I'm not going to say it's quite as good as my favorite AP installment of all time, but it shares that kind of "greatness gambling" with the Sixfold Trials in the Council of Thieves AP. If the PCs just don't latch onto performing the murderplay and then chatting up the cream of Westcrown's crop at the Mayor's place, the adventure is going to fall flat. If they really latch onto being actors and rubbing elbows with the elite, they are going to remember the adventure as one of the best of their gaming careers.

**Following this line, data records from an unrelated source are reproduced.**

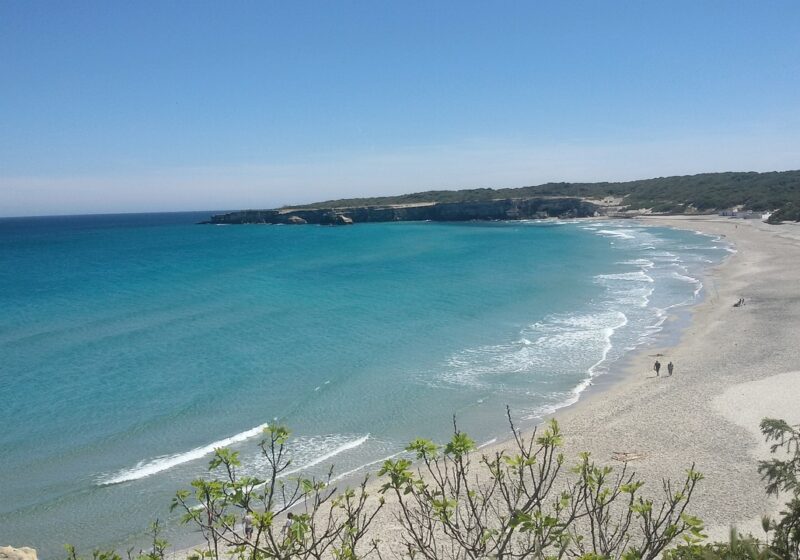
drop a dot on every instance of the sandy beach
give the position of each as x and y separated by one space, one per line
733 367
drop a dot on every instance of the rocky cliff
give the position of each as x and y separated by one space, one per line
502 209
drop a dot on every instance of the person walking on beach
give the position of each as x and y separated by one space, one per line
287 527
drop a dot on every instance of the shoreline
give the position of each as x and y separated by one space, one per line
725 358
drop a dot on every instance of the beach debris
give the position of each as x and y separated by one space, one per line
626 456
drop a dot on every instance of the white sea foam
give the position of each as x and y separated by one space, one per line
329 455
165 462
644 263
638 276
559 345
365 465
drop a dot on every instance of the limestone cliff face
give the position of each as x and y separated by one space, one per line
503 209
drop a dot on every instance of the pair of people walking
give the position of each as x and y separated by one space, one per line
657 368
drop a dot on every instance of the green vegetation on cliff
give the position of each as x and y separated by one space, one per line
706 192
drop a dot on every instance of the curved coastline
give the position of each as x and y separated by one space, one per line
674 422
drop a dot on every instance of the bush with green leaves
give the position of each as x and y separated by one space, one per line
450 504
527 504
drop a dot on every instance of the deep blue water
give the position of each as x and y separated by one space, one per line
130 345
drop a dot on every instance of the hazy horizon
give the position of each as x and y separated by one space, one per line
146 107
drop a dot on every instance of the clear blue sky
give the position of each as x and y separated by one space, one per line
134 106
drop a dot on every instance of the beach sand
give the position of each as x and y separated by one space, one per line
733 367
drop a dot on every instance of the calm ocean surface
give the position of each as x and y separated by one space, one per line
132 345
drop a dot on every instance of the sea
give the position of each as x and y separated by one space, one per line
133 345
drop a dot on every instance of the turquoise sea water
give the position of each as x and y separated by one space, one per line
131 346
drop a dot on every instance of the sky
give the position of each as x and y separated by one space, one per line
112 106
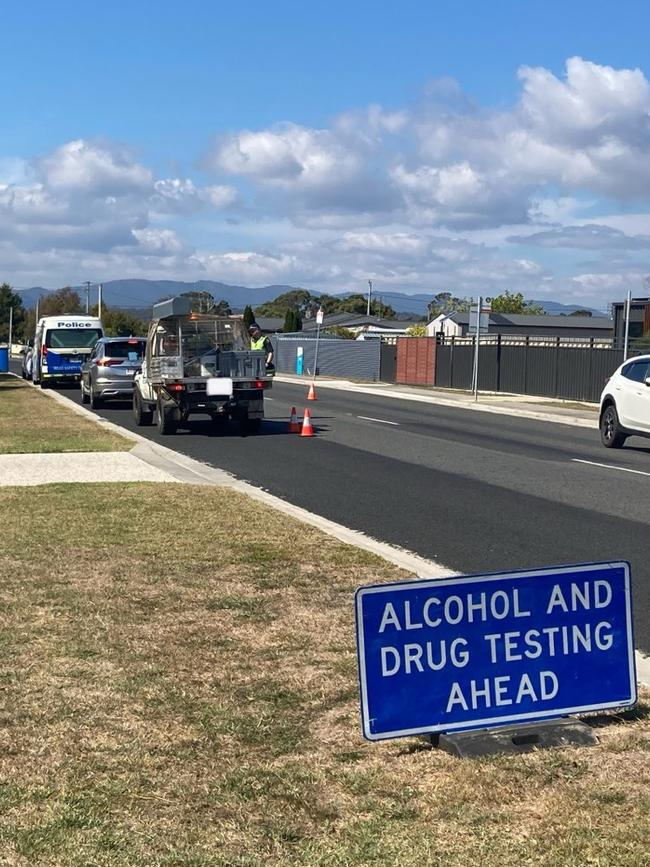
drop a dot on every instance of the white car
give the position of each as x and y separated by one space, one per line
625 403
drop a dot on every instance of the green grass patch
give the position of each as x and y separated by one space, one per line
32 422
169 701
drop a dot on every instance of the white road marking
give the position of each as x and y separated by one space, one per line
380 420
610 467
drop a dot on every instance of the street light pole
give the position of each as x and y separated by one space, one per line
626 341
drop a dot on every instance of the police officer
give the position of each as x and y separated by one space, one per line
260 342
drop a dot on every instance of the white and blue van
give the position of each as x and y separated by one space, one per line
61 345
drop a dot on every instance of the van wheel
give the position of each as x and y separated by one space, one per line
141 415
167 420
611 435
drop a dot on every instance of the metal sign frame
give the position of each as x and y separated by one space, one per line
371 732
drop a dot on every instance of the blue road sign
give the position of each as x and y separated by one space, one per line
484 650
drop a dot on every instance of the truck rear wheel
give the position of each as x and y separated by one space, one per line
142 415
167 418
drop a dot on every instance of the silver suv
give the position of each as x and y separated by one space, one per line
108 373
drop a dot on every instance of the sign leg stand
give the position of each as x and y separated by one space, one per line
509 740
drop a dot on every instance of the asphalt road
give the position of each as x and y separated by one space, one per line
474 491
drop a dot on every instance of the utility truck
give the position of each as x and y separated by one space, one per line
197 363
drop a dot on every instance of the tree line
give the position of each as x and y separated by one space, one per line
293 307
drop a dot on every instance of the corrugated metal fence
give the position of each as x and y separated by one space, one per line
576 372
350 359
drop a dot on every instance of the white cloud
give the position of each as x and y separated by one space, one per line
439 194
97 168
286 155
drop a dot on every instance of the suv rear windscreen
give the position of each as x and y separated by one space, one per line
72 338
131 349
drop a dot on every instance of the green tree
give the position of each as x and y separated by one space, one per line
221 308
10 300
65 300
249 316
515 303
445 302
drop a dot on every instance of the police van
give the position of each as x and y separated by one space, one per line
61 345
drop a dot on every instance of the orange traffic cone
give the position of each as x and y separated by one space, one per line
307 429
294 424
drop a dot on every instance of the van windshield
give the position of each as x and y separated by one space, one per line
133 349
72 338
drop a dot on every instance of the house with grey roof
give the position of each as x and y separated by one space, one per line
515 325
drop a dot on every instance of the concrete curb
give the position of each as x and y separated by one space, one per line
437 400
191 471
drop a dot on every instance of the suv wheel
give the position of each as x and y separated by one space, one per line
611 435
95 401
141 415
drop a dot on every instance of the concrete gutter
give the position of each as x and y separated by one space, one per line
507 404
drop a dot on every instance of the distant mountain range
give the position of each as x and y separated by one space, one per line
139 295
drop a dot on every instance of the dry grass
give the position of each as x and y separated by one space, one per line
32 422
179 688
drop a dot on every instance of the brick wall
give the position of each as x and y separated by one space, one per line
416 360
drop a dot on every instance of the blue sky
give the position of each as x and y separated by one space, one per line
317 143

While I don't think this is quite as awesome (not an insult, Sixfold Trials is my high water mark for Paizo adventures), it really does have that kind of potential for being actual plotting villains instead of just evil characters doing evil missions. The payoff could be huge and memorable if the buy in is there.
I am really enjoying how this AP is unfolding. Mayhap someday I'll even get to see how it performs in the wilds.
On a related note, I picked up Super Genius Games Genius Guide to Hellfire Magic. This is a fun product, and I enjoyed reading through it. More than that, it really dovetails nicely with the Way of the Wicked AP.
I've liked a lot of SGG products over the years. I think they put up some really strong crunch that does a good job of not so much contributing to rules bloat or power creep but actually has some nice thematic weight to the material. That having been said, I've been reticent to add too much third party material to my campaigns in the past, because you never know how something simple might react with something else that just came out to throw a huge monkey wrench into a campaign.
The nice thing about the SGG products is that in many cases, the offering is so thematically realized that if you come up with just the right campaign, it's kind of easy to be modular and just add what seems like it would be perfect for that particular campaign.
Long story short, I'd throw Hellfire Magic into a Council of Thieves or Way of the Wicked campaign without too many reservations. In fact, if I ever do get back to running Pathfinder on a regular basis, I'm seriously thinking about finding one simple thematic third party product and allowing that in that particular campaign. Easy to keep track of and not much to get too far out of hand.